Seventy years after his grandparents were forced out of their home in Baghdad, Philip Khazzam is suing the French government for over $17-million in unpaid rent relating to the property, which has served as the French embassy in Iraq since the 1960s. Khazzam spoke to The Jerusalem Post on Monday from Montreal, where he lives.
Khazzam's grandfather, Ezra Lawee, and Ezra's brother Khedouri, built the house and lived there with their children.
"My grandfather and brother did everything together, they lived in the same house," Khazzam told the Post.
Until things started "to get very difficult for the Jews," in the late 1940s, Khazzam's family had a good life in Baghdad alongside the other 150,000 Jews in the country.
However, in 1951, over 100,000 Jews were airlifted from Iraq. Most headed to Israel, but the Lawees left for Canada.
"They had someone take care of the house after they left, and then in 1964 they rented it to the French government to use as their embassy."
A few years later, Saddam Hussein told the French government to stop paying the Lawees and pay his regime instead. "For another year or two, we continued to get paid, and then it stopped," said Khazzam.
A while later, one of Khazzam's cousins made an attempt to contact the French government and wrote a letter. He never received a reply.
"For the following 30 or so years, nothing was done; my family considered it lost. Then in 2003, Quebec lawyer Lucien Bouchard wrote a letter to the French ministry which was also ignored."
Khazzam told the Post that he became interested in the property in around 2009 or 2010 "more from a financial standpoint," and started making some calls to Baghdad, and "looking up real estate to get an idea of what the value [of the property] was."
He asked to speak to the owner of a Baghdadi real estate company, but was told they were unavailable, so he contacted the Amman branch of the same company. Somehow, the man he spoke to ended up being the person who did the renovation on the Lawee property about 6 years prior.
However, the search again stalled.
'Not just about the property, it's about human rights'
"Then another ten years went by, and one day it hit me - it's not just about the property, it's about human rights," Khazzam told the Post. "It became less about property and more about what's right and wrong."
The family's lawyer, Jean-Pierre Mignard, contacted the then-French foreign minister, Jean-Yves Le Drian, who didn't know anything about the property at the time but searched and found the lease in the archives in Paris.
"It's acknowledged by the French government that the property is in our name, but it's a frozen property," Khazzam continued. All such properties were frozen, not expropriated, as Hussein took over, meaning that part of the Iraq government was responsible for all the properties, and took a cut of the rent.
The real problem is not the Iraqi side, Khazzam said, but the French government, which rented the property at a very low price, "maybe a tenth of what it should have gone for."
This made it a case for "unjust enrichment, France enriched themselves by 90% of the rent," said Khazzam.
The property has been valued by Iraqi certifiers, and the unpaid rent is estimated at more than $20-million and counting.

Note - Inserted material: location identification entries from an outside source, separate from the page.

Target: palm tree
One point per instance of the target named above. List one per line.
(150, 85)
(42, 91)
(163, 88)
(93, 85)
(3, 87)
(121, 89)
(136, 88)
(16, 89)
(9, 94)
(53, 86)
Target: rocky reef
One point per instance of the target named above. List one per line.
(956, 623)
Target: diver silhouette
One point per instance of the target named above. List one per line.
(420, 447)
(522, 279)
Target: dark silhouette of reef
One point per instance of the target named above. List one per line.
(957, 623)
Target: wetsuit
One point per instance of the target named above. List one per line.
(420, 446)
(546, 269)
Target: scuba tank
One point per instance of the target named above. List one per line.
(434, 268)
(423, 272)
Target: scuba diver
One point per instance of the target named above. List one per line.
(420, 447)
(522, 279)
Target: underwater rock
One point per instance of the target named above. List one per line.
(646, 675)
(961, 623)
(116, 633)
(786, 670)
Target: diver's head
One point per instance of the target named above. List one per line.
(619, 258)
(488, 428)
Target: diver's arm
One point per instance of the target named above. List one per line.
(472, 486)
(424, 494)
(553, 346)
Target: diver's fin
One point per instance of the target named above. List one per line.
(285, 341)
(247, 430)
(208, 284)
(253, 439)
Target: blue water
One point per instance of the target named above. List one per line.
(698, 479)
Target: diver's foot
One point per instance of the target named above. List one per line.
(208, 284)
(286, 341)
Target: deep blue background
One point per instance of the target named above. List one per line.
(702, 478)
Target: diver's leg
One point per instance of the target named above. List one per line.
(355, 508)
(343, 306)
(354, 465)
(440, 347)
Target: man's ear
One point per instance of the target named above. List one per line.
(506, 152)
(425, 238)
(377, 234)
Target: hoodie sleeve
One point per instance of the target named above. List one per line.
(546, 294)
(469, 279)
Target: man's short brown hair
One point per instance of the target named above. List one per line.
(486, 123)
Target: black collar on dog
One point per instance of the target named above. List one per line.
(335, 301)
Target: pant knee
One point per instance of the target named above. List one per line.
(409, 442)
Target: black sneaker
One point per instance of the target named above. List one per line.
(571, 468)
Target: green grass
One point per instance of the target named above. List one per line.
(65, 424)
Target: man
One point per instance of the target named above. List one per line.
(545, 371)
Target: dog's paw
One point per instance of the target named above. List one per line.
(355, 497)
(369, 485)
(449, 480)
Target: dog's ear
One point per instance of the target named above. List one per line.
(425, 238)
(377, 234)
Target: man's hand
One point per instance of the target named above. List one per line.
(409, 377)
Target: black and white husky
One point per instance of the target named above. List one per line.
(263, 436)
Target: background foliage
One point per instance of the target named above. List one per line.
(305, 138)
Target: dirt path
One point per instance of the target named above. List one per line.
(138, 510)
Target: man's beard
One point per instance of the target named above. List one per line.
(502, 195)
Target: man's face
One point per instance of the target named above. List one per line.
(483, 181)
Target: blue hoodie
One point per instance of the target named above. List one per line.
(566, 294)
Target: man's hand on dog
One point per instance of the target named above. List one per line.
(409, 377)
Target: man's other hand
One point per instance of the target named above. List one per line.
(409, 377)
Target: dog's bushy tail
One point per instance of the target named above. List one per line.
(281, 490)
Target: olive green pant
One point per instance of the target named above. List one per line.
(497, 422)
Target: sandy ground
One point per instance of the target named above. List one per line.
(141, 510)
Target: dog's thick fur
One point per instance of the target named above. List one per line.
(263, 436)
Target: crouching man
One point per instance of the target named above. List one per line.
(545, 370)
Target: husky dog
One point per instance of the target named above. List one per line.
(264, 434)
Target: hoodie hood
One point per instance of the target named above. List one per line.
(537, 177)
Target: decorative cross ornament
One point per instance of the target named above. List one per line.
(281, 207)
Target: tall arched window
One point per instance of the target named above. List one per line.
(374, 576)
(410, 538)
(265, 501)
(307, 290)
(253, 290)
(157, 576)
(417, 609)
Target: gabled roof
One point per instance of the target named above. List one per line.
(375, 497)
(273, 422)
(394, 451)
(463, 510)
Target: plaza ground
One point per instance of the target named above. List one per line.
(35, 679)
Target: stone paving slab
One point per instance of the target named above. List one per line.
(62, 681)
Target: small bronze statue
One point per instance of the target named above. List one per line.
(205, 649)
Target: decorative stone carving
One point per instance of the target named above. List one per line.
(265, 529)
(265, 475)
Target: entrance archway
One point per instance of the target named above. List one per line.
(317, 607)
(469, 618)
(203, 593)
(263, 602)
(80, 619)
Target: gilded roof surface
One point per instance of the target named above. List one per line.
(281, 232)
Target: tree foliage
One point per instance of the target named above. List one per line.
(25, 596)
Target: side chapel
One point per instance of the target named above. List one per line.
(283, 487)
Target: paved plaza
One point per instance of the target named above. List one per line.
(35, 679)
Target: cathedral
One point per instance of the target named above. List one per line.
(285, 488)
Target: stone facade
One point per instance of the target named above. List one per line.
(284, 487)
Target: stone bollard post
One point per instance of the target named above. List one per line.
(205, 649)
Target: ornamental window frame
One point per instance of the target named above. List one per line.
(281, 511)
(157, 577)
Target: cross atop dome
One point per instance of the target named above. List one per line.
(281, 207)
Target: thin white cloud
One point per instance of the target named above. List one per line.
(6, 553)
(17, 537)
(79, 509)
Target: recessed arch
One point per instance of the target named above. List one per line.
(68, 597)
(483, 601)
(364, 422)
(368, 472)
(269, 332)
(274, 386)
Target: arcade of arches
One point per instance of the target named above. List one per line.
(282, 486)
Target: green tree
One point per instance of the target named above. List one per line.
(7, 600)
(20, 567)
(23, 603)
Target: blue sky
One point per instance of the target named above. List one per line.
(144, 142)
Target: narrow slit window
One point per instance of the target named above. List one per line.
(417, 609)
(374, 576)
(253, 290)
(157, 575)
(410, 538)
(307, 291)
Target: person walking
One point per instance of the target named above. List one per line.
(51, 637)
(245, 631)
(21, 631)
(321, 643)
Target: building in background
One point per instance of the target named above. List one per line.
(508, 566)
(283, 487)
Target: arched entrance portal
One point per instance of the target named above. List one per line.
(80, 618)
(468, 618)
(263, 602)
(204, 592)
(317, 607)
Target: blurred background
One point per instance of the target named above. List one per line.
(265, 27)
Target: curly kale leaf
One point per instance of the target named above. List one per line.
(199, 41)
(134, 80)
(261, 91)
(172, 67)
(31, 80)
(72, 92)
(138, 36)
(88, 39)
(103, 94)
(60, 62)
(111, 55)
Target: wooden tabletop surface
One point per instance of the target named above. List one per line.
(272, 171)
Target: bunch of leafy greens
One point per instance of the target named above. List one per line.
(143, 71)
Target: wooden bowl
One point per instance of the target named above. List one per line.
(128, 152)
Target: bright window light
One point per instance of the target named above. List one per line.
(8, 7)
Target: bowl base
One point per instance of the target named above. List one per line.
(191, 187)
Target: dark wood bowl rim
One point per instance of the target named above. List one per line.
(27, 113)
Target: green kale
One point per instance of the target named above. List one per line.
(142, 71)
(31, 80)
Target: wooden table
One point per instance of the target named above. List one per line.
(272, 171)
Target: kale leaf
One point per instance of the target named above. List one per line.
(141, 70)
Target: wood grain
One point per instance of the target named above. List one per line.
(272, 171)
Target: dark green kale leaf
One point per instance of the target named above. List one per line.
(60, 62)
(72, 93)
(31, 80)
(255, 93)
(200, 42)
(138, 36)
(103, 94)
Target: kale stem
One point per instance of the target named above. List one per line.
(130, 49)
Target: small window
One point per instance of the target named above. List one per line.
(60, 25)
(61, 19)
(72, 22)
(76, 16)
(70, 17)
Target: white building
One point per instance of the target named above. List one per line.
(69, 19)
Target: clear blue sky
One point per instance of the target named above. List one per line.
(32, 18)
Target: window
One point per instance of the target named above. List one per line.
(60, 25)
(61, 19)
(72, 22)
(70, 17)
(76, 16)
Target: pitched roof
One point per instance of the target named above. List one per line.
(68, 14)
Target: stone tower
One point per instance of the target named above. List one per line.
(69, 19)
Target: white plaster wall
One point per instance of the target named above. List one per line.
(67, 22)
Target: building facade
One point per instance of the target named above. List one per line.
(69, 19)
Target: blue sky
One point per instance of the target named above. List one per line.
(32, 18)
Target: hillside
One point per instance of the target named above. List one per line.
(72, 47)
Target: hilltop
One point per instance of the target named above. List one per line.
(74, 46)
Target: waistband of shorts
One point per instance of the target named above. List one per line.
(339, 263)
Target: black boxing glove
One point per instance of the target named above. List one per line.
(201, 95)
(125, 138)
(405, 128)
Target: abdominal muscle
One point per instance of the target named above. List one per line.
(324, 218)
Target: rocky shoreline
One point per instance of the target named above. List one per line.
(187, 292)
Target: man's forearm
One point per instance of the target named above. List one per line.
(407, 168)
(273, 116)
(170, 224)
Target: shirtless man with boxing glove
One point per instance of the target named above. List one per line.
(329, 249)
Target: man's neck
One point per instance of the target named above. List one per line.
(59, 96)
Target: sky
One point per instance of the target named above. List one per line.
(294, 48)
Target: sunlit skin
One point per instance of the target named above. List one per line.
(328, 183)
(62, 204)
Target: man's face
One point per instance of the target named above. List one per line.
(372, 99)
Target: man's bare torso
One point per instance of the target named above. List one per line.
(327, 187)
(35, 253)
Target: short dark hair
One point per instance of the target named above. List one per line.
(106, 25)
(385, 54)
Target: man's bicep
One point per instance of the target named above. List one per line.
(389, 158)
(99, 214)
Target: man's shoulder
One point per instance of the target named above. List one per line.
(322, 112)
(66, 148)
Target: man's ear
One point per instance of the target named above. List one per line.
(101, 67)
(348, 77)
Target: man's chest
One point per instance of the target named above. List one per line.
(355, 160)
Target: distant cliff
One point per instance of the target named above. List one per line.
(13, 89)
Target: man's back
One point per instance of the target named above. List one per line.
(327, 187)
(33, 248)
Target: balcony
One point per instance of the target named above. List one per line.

He believes the reason they never contacted us is because they knew if they took over, we'd charge them the full rent. "It may have been somewhat okay from an individual, but from a country? They took advantage of a family," he said.
"Various Iraqi prime ministers have given a nod to us to unfreeze the property, no one is standing in our way, but there is a lot of red tape when it comes to unfreezing properties in Iraq."
Khazzam could go down the legal route for unfreezing but his hope is that France will "pay the back rent and purchase the property."
"We have no interest in renting it to the French," he said.
The slight advantage in the case is that the property was never sold or transferred, and remains in the family's name.
Khazzam and Mignard took the French government to court earlier this year asking for $17-million in back rent and $9-million in moral damages.
The French government had until May 15 to respond to Khazzam's family's offer of mediation, but did not.
The tribunal will now set a date for a hearing.
"If this succeeds, it will potentially be one of the largest properties taken away from Jews from Arab countries that could be retrievable," he said.